I came up with a similar idea while trying to solve the problem myself, but discarded it immediately because I felt like it ought to double-count some submasks. I seem to have managed to convince myself that it doesn't, but I still don't have an intuitive understanding for why this approach works. Is this some kind of a trick that I don't know? Or perhaps somebody could just explain the reasoning behind this solution to me?

Thanks!

I tried to explain this here: http://mirror.codeforces.com/blog/entry/10476 (problem Div1. E, section "Solution fount by other contestants").

In short, let's create a function f(left, right): calculate d[j] for every j with property that left <= j <= right considering only a[i] such as left <= a[i] <= right.
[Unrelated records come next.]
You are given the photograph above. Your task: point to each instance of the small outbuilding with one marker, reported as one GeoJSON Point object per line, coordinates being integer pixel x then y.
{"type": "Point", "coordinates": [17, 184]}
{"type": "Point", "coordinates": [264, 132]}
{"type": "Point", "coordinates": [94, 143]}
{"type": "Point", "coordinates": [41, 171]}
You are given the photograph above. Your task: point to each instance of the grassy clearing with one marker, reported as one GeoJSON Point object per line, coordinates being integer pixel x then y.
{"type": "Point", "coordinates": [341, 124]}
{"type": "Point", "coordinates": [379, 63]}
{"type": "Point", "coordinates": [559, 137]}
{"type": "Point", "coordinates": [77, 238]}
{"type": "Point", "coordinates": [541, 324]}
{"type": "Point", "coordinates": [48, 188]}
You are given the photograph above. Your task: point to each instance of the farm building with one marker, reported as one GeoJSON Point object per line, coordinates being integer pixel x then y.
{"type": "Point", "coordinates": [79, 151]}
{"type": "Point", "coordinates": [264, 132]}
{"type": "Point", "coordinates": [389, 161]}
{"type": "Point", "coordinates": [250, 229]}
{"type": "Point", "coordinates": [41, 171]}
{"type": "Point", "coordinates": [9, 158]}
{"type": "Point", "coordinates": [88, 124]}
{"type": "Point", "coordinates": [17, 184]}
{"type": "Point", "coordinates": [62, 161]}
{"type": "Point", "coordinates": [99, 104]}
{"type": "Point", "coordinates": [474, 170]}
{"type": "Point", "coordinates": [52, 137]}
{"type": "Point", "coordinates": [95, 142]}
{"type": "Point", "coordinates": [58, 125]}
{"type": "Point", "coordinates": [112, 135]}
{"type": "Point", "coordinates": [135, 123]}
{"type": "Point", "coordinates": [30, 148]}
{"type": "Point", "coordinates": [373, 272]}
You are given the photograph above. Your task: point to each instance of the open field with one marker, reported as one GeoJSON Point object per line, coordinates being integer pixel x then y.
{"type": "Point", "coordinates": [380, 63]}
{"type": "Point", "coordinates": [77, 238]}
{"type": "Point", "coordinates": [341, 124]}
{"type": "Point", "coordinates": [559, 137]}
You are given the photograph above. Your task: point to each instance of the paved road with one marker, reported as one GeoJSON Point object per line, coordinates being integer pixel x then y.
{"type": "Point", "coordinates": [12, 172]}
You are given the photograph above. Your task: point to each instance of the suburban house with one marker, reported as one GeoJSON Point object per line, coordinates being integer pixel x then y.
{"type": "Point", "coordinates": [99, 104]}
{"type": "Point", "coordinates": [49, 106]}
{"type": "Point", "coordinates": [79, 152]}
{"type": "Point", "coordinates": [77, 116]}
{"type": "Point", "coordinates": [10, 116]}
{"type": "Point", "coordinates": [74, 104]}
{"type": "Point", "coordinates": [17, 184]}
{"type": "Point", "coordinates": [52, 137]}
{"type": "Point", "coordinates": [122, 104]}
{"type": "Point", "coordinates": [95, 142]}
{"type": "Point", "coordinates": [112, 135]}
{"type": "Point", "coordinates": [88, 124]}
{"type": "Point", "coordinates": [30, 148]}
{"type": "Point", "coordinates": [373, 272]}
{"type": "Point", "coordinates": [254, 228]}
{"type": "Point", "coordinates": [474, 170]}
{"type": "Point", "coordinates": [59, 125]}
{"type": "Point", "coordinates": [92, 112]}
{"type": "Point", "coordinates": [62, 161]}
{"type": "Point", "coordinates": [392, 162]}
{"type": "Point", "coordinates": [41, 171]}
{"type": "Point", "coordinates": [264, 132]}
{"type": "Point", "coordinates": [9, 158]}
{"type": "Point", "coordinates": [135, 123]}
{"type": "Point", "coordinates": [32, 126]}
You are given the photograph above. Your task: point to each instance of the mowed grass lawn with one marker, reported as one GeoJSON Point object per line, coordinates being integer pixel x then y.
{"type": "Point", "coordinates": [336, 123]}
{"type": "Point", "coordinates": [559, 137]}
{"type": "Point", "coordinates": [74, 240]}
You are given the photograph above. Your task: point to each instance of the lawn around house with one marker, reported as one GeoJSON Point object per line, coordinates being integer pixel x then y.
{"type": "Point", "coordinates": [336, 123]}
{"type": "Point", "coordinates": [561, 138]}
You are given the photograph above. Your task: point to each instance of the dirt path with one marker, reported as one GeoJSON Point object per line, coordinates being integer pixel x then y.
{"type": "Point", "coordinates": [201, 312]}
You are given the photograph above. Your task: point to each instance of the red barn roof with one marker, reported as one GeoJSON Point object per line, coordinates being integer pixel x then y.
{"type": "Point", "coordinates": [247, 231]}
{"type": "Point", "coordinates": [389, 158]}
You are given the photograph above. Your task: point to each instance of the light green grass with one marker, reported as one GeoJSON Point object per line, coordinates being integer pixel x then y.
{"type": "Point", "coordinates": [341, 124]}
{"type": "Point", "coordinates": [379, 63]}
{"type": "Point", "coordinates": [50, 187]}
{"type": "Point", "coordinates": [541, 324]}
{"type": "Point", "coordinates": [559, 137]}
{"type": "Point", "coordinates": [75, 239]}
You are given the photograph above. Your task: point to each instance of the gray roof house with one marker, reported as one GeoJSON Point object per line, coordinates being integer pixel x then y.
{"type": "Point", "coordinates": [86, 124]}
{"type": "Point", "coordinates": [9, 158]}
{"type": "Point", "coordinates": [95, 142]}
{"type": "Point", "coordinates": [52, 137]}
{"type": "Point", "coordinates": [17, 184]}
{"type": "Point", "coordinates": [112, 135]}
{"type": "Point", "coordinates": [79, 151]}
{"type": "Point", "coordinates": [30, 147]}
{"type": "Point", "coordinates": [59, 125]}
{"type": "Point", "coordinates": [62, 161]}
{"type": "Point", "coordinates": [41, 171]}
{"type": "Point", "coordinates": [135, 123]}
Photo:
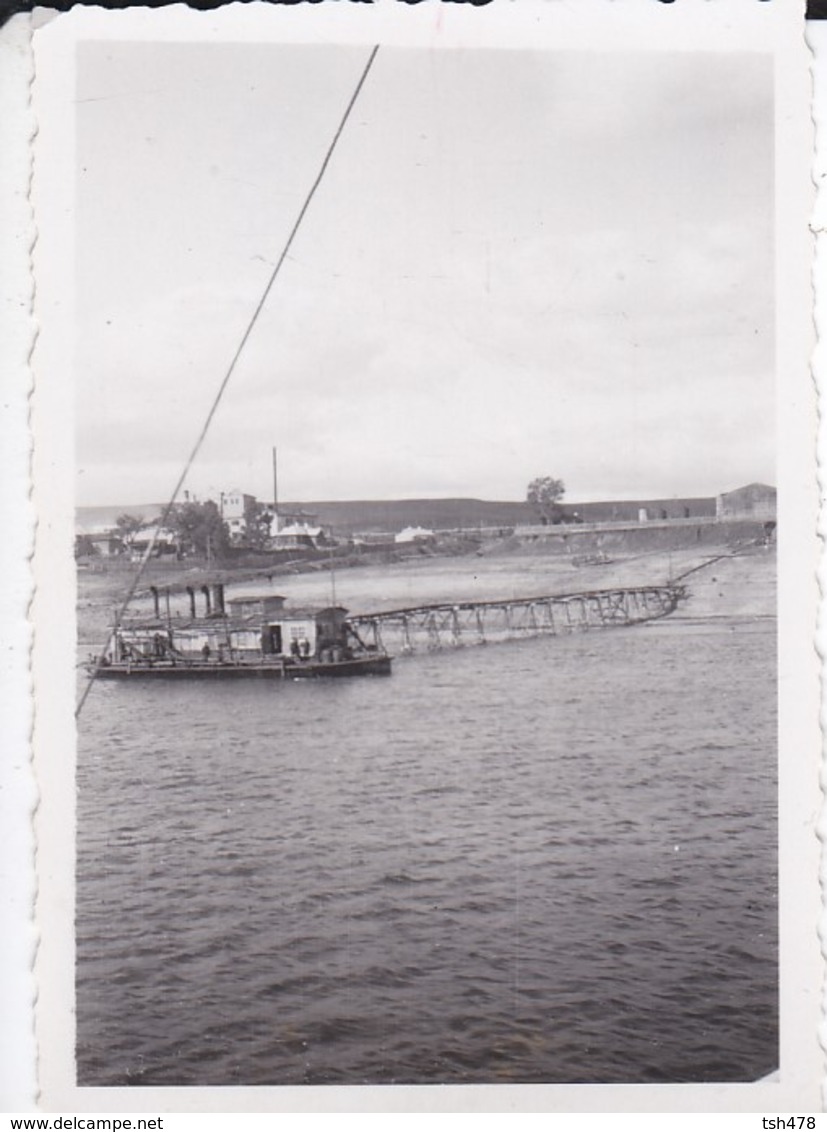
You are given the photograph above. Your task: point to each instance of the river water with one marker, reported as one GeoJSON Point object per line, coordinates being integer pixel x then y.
{"type": "Point", "coordinates": [548, 860]}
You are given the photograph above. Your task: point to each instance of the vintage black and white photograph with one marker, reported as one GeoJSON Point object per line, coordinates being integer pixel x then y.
{"type": "Point", "coordinates": [425, 520]}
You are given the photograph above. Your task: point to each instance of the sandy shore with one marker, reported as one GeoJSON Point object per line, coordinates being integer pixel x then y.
{"type": "Point", "coordinates": [741, 586]}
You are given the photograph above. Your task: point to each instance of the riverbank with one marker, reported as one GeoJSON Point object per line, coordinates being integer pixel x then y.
{"type": "Point", "coordinates": [721, 582]}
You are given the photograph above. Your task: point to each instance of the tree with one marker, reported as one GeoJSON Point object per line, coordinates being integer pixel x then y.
{"type": "Point", "coordinates": [199, 529]}
{"type": "Point", "coordinates": [544, 495]}
{"type": "Point", "coordinates": [259, 522]}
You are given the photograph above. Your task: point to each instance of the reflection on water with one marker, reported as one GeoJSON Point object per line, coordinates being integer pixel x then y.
{"type": "Point", "coordinates": [549, 860]}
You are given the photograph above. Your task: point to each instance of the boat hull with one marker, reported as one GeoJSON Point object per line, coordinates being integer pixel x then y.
{"type": "Point", "coordinates": [267, 670]}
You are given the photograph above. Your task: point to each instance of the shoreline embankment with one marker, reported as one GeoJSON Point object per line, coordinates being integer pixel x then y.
{"type": "Point", "coordinates": [729, 572]}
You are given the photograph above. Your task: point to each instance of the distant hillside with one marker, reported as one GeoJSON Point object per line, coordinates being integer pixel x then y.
{"type": "Point", "coordinates": [392, 515]}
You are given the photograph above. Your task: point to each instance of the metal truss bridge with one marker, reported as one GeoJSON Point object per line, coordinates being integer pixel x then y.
{"type": "Point", "coordinates": [451, 625]}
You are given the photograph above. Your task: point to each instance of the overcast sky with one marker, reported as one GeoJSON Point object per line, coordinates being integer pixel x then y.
{"type": "Point", "coordinates": [517, 264]}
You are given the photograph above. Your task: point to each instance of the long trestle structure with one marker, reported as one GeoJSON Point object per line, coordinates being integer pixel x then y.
{"type": "Point", "coordinates": [451, 625]}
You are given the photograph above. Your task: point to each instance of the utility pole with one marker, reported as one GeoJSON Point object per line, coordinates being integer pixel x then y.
{"type": "Point", "coordinates": [275, 489]}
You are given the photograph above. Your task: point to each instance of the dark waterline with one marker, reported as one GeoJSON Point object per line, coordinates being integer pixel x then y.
{"type": "Point", "coordinates": [551, 860]}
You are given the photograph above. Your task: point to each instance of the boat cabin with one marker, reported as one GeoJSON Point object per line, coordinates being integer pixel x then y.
{"type": "Point", "coordinates": [253, 628]}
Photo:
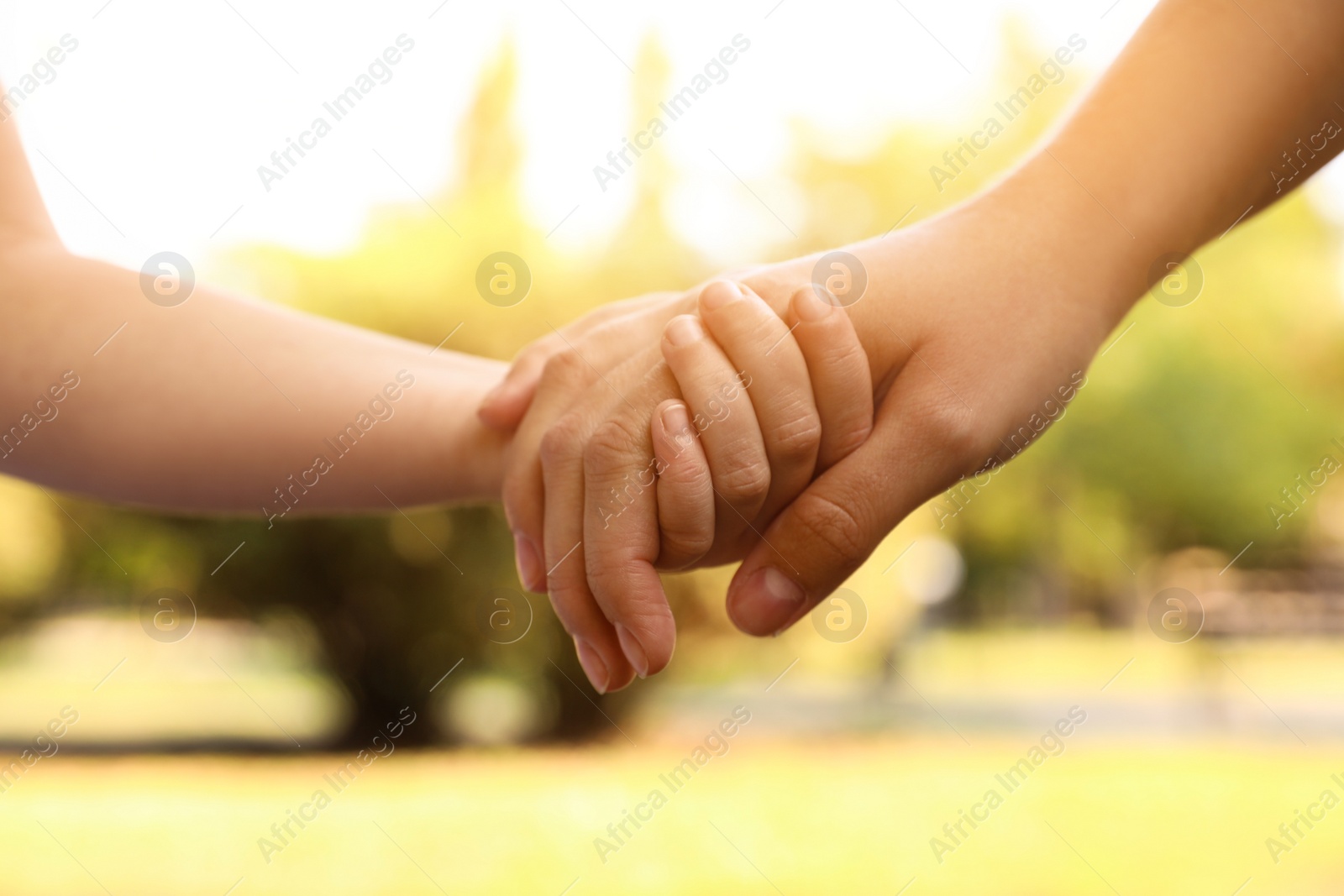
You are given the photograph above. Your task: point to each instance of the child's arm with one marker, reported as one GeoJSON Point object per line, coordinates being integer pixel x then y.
{"type": "Point", "coordinates": [218, 403]}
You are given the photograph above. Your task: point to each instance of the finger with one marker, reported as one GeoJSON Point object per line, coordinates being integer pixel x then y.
{"type": "Point", "coordinates": [842, 379]}
{"type": "Point", "coordinates": [504, 406]}
{"type": "Point", "coordinates": [595, 638]}
{"type": "Point", "coordinates": [685, 490]}
{"type": "Point", "coordinates": [566, 376]}
{"type": "Point", "coordinates": [622, 526]}
{"type": "Point", "coordinates": [523, 490]}
{"type": "Point", "coordinates": [723, 416]}
{"type": "Point", "coordinates": [921, 443]}
{"type": "Point", "coordinates": [774, 372]}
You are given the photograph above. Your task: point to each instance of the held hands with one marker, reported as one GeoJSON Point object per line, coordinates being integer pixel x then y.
{"type": "Point", "coordinates": [676, 457]}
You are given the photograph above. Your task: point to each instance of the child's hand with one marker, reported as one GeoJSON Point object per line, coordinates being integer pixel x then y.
{"type": "Point", "coordinates": [730, 456]}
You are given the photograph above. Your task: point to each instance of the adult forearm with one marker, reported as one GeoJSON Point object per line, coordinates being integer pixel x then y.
{"type": "Point", "coordinates": [222, 403]}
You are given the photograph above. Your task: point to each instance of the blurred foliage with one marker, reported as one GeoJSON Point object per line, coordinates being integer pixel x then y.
{"type": "Point", "coordinates": [1186, 432]}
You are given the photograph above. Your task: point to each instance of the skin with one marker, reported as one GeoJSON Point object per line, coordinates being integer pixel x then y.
{"type": "Point", "coordinates": [195, 407]}
{"type": "Point", "coordinates": [221, 403]}
{"type": "Point", "coordinates": [972, 318]}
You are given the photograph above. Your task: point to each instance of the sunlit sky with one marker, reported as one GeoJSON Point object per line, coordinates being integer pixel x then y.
{"type": "Point", "coordinates": [150, 136]}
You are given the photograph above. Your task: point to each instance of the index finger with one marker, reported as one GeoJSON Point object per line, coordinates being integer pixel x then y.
{"type": "Point", "coordinates": [622, 526]}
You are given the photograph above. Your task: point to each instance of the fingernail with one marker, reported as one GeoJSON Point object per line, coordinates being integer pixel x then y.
{"type": "Point", "coordinates": [685, 329]}
{"type": "Point", "coordinates": [675, 419]}
{"type": "Point", "coordinates": [811, 307]}
{"type": "Point", "coordinates": [633, 651]}
{"type": "Point", "coordinates": [719, 293]}
{"type": "Point", "coordinates": [593, 665]}
{"type": "Point", "coordinates": [530, 570]}
{"type": "Point", "coordinates": [768, 602]}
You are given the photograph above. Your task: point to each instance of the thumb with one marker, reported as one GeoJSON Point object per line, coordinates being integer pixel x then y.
{"type": "Point", "coordinates": [917, 448]}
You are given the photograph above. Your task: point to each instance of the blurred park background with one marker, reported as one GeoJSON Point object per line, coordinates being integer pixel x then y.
{"type": "Point", "coordinates": [1200, 456]}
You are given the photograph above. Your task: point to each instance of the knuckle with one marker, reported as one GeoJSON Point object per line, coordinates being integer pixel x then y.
{"type": "Point", "coordinates": [612, 443]}
{"type": "Point", "coordinates": [796, 441]}
{"type": "Point", "coordinates": [685, 544]}
{"type": "Point", "coordinates": [561, 441]}
{"type": "Point", "coordinates": [830, 524]}
{"type": "Point", "coordinates": [745, 483]}
{"type": "Point", "coordinates": [564, 367]}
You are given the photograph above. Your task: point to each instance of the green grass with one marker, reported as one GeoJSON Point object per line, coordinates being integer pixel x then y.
{"type": "Point", "coordinates": [823, 817]}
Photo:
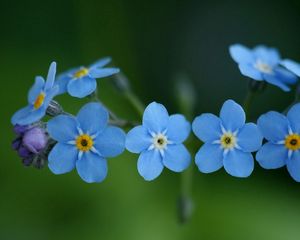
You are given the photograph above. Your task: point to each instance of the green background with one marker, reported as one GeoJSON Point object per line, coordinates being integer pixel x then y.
{"type": "Point", "coordinates": [153, 43]}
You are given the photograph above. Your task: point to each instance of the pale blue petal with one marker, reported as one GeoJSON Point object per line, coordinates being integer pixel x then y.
{"type": "Point", "coordinates": [238, 163]}
{"type": "Point", "coordinates": [178, 128]}
{"type": "Point", "coordinates": [91, 167]}
{"type": "Point", "coordinates": [272, 156]}
{"type": "Point", "coordinates": [155, 117]}
{"type": "Point", "coordinates": [82, 87]}
{"type": "Point", "coordinates": [249, 138]}
{"type": "Point", "coordinates": [62, 158]}
{"type": "Point", "coordinates": [150, 165]}
{"type": "Point", "coordinates": [273, 125]}
{"type": "Point", "coordinates": [110, 142]}
{"type": "Point", "coordinates": [63, 128]}
{"type": "Point", "coordinates": [241, 54]}
{"type": "Point", "coordinates": [207, 127]}
{"type": "Point", "coordinates": [138, 139]}
{"type": "Point", "coordinates": [93, 118]}
{"type": "Point", "coordinates": [232, 116]}
{"type": "Point", "coordinates": [209, 158]}
{"type": "Point", "coordinates": [176, 157]}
Answer should be fount after doing f(0, 2^22 — 1).

When you calculate f(left, right), let med = (left + right) / 2. We do divide and conquer. Let's call f(left, med) and f(med + 1, right). Now we have to "merge" the results. In [left, med], all numbers are equal to those from [med + 1, right] after switching the MSB of [med + 1, right] from 1 to 0. Hence, for i in [med + 1, right], i — (med + 1) is a submask of i (and all submasks of i — (med + 1) are submasks of i). So, we need to add d[i] += d[i — (med + 1)], for i in [med + 1, right]. After this merge step, nothing is counted twice, because when we do d[i] += d[i — (med + 1)], we add only numbers from [left, med] range. As the current range is [med + 1, right], those numbers were not added before.

Now the recursion code and yours are equivalent. That is just the iterative implementation of the divide and conquer solution explained :) BTW, this seemed magic for me, too, until I've stopped thinking it as an iterative code and I've started thinking it as divide&conquer.

let us see where a[i] will be counted in d[]. before first iteration it is counted in d[a[i] | 0]

let i1, i2, i3 ... in be the unset bits in a[i] such that i1 < i2 < i3... after first iteration a[i] increases count of d[a[i] | (1 << i1)]. so it affects d[a[i] | (1 << i1)] and d[a[i] | 0] after second iteration d[a[i] | (1 << i1) | (1 << i2)], d[a[i] | (1 << i2)], d[a[i] | 0], d[a[i] | (1 << i1)].

At each iteration of i1, i2.. affected indices are doubled. so total indices where a[i] is counted is 2^n, and all of the indices are supermasks of a[i]. Since a[i] has 2^n supermasks, a[i] is counted only once at each supermask.

I now the blog is old but I want to add a useful link here (for anyone who needs it). This is called sum over subset dynamic programming.

This is just prefix sum on a higher-dimension array. Probably an array like a[5][5][5][5][5] might be easier to imagine how this works.